Outlier detection benchmarks#
Warning
The datasets.outlier
module optionally requires the package networkx to generate outliers for multi-class
problems using emmott_labeler
. We can
install the packages using pip:
pip install networkx
Wildboar is bundled with support for outlier detection. The primary focus is on
detecting samples that deviate from what is expected, i.e., outlier samples, as
opposed to detecting deviating patterns or time points. Since there are no good
benchmark datasets for outlier detection (except for wildboar/outlier
,
which we construct using the emmott_outliers
), we
support the constructing benchmark outlier datasets from traditional
classification tasks.
Minority labeler#
Perhaps the simplest approach to generate outliers implemented in Wildboar is
the minority_labeler
. The minority labeler selects a
small fraction, specified as n_outliers
, of the minority class as the outlier
samples:
>>> from wildboar.datasets.outlier import minority_labeler
>>> x_outlier, y_outlier = minority_outliers(x, y, n_outliers=0.05)
Majority labeler#
Another equally simple approach to generate outliers implemented in Wildboar is
the majority_labeler
. The majority labeler selects a
small fraction, specified as n_outliers
, of the majority class as the outlier
samples:
>>> from wildboar.datasets.outlier import majority_labeler
>>> x_outlier, y_outlier = majority_labeler(x, y, n_outliers=0.05)
Emmott labeler#
Wildboar implements a more sophisticated approach to generate outliers, first
published by Emmott et.al (2013) [1]. Wildboar implements the default
version, but, by default, converts the the time series to an interval
representation using transform.IntervalTransform
for both the confusion
and difficulty estimator. The default confusion estimator is a
sklearn.ensemble.RandomForestClassifier
and the default
difficulty estimator is a kernel logistic regression model with RBF-kernel. The
emmott_outliers
can construct synthetic outliers from
both binary and multi-class problems, and allows the user to specify a desired
difficulty, i.e., the separation between inliers and outliers.
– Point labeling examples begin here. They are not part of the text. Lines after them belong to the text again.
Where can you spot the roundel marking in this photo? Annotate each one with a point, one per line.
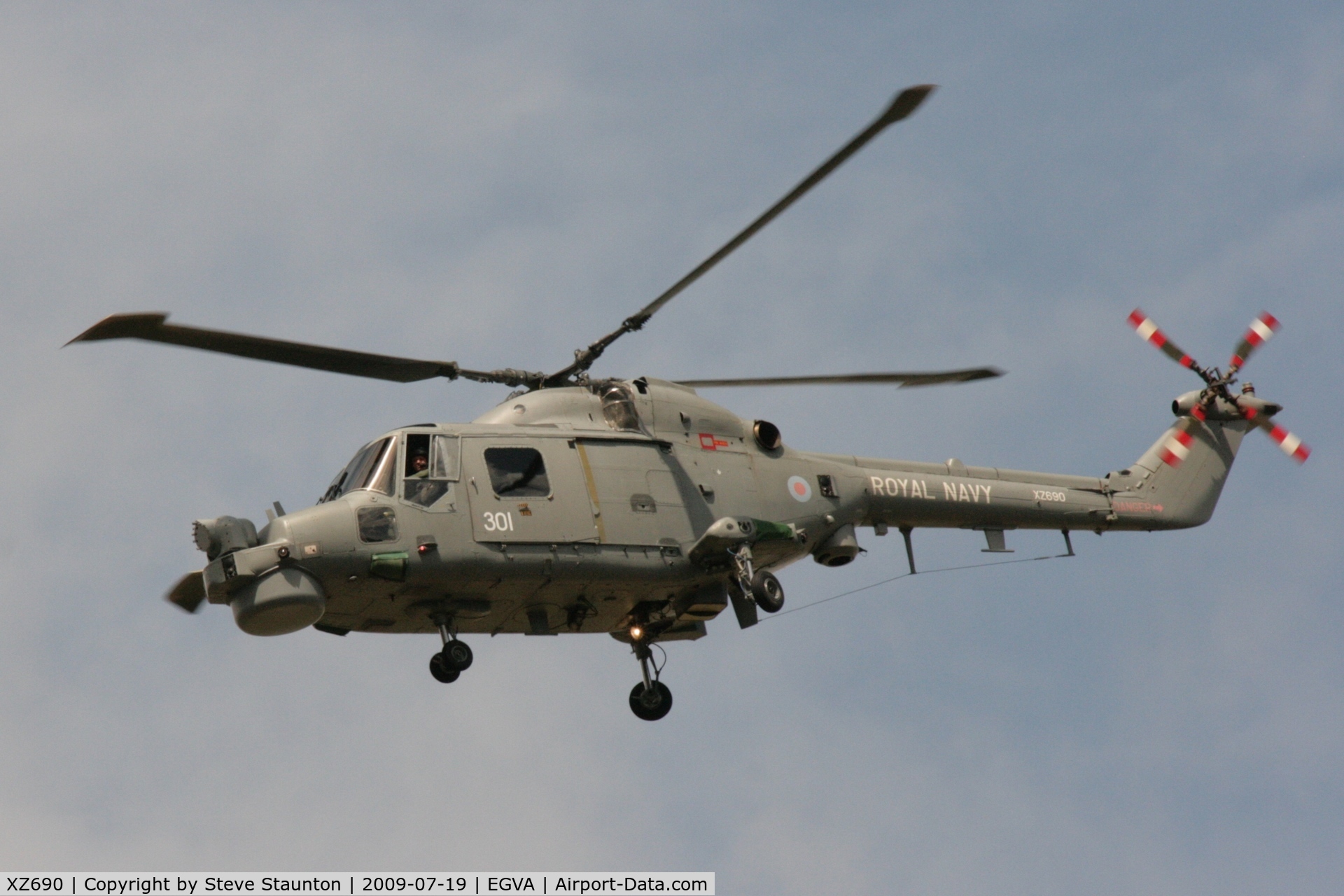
(800, 489)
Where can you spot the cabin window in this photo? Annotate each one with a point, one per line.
(377, 524)
(619, 409)
(518, 473)
(432, 463)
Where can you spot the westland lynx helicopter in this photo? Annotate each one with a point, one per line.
(638, 507)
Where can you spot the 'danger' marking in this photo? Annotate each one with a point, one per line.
(800, 489)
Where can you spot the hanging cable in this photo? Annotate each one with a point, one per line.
(906, 575)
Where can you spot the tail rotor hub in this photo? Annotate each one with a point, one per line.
(1217, 399)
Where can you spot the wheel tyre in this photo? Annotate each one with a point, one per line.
(457, 656)
(651, 704)
(440, 671)
(768, 592)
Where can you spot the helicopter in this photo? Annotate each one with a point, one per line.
(638, 507)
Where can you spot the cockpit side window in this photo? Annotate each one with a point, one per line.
(518, 473)
(432, 464)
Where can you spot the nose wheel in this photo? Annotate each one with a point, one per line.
(651, 699)
(454, 659)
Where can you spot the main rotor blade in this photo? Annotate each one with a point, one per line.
(904, 381)
(1148, 332)
(190, 593)
(319, 358)
(901, 108)
(1260, 332)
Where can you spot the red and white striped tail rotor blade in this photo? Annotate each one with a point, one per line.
(1289, 444)
(1148, 331)
(1260, 332)
(1176, 447)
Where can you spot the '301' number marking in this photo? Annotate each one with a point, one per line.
(502, 522)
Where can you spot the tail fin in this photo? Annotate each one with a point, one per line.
(1186, 475)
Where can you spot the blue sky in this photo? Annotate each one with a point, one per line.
(502, 184)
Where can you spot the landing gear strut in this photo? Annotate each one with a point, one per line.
(651, 699)
(456, 656)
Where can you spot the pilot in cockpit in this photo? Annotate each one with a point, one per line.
(417, 466)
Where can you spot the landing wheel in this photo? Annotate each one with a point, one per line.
(768, 592)
(440, 671)
(457, 656)
(651, 703)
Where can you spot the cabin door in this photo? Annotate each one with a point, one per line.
(526, 489)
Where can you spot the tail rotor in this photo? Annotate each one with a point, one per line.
(1217, 400)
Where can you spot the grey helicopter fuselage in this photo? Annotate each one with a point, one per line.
(593, 510)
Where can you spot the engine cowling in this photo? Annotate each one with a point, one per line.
(840, 548)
By default, it
returns a tight cluster of the simplest outliers:
>>> from wildboar.datasets.outliers import emmott_labeler
>>> x_outlier, y_outlier = emmott_labeler(
... x,
... y,
... n_outlier=0.05,
... variation="tight" # default
... difficulty="simplest" # default
... )
but we can request a dispersed collection of the most difficult samples:
>>> from wildboar.datasets.outliers import emmott_labeler
>>> x_outlier, y_outlier = emmott_labeler(
... x,
... y,
... n_outlier=0.05,
... variation="dispersed"
... difficulty="hardest"
... )
Note
To generate outliers for multiclass problems, we must install the package
networkx
.
The emmott_labeler
discretizes the difficulty scores
assigned by the difficulty estimator into n discrete bins determined by the
scale
parameter. By default, the difficulty scores are assigned into
four bins according to the ranges [0, 0.16]
, [0.16, 0.3]
, [0.3,
0.5]
and [0.5, 1.0]
(scale=[0, 0.16, 0.3, 0.5]
), but we can specify other
scales as either a list or an int
. If we specify an integer, the difficulty
scores are quantized into scale
percentiles, e.g., scale=4
results in the
ranges [0, 0.25, 0.5, 0.75]
. We can then request outliers of specified
difficulty with the difficulty
-parameter, e.g., difficulty=1
selects
samples with difficulty scores in the first quantile. We can also specify
multiple difficulties by passing a list, e.g., difficulty=[1, 4]
selects the
simplest and the hardest outliers.